Court Opinion

ID: 7522689
Source: CourtListenerOpinion
Date Created: 2022-07-29 04:56:47.978393+00
Date Added: 2024-06-11T16:23:34.777194
License: Public Domain

HERSEY, Judge.
Marine Midland Bank appeals an adverse final judgment in favor of defendant/ap-pellee, Morton Smith. This case arises from a loan by the bank to Bernard Tedlis, taking back a promissory note for $49,712.50 plus interest. Smith executed an agreement guaranteeing the repayment of this or any other obligation of Tedlis to the bank. Tedlis defaulted on the note and the bank filed suit in New York resulting in a judgment for the bank on the principle amount due plus interest and a separate judgment for attorneys’ fees. The bank and Tedlis subsequently entered into a written settlement agreement whereby Tedlis would pay the bank $20,080 in installments, in full satisfaction of the judgments.
The bank then filed the present action against Smith to recover on his guaranty although there has been no default by Ted-lis on his obligations under the settlement agreement. The trial court held that Smith is not indebted to the bank.
Except for the instant litigation in Florida these events transpired in New York and the parties agree that New York law controls. As we view the issues the result would be the same under either Florida or New York law.
The issue is not whether the parol evidence rule applies or was improperly applied as argued by appellant. Nor is the issue release, either in fact or by operation of law, as contended by appellee. The issue is whether Tedlis has an outstanding obligation to the bank which is encompassed by the terms of the guarantee agreement and, if so, whether the duty of the guarantor to pay has ripened.

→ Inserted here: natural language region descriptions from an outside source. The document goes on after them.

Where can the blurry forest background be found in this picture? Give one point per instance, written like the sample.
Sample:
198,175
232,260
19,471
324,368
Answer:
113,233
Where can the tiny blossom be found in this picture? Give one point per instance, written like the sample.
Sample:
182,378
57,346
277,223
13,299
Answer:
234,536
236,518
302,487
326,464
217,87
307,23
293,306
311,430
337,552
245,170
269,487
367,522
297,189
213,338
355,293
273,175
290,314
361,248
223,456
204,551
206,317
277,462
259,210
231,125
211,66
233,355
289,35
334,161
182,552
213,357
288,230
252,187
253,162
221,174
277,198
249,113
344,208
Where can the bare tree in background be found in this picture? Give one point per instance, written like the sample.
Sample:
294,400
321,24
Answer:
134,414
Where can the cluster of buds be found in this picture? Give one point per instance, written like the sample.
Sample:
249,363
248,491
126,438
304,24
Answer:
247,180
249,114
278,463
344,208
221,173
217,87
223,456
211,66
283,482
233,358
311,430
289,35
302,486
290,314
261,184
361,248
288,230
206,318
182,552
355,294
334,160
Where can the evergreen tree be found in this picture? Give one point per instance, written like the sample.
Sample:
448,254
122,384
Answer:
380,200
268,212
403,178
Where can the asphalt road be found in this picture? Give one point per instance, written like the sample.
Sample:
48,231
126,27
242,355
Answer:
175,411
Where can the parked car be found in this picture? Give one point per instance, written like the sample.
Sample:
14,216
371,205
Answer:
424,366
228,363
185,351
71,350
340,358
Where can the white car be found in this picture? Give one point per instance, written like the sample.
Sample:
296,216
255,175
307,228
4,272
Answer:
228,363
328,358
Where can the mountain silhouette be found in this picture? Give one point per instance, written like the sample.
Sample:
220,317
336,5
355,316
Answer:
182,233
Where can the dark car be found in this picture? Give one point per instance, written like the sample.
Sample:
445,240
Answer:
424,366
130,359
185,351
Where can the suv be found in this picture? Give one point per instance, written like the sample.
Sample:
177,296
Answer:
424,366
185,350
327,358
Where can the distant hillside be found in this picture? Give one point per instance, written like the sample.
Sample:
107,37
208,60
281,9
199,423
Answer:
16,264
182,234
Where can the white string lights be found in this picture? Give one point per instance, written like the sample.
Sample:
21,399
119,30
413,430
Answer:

It is clear that Smith was liable to the bank in the event of default on the original promissory note. However, that obligation (the note) was merged into the final judgment entered in the New York proceedings. The second judgment, for attorneys’ fees, constituted a new and different, although related, obligation of Tedlis to the bank and thus falls within the ambit of the guarantee. After the initial default the bank could have successfully pursued its remedies against Smith. Instead of doing so, the bank entered into the new agreement with Tedlis substituting an installment obligation in a lesser amount for the two judgments. This is the obligation which the guarantee covered when the present litigation was instituted. We note that there has been no default on that obligation, and thus the guarantor’s duty to pay has not ripened.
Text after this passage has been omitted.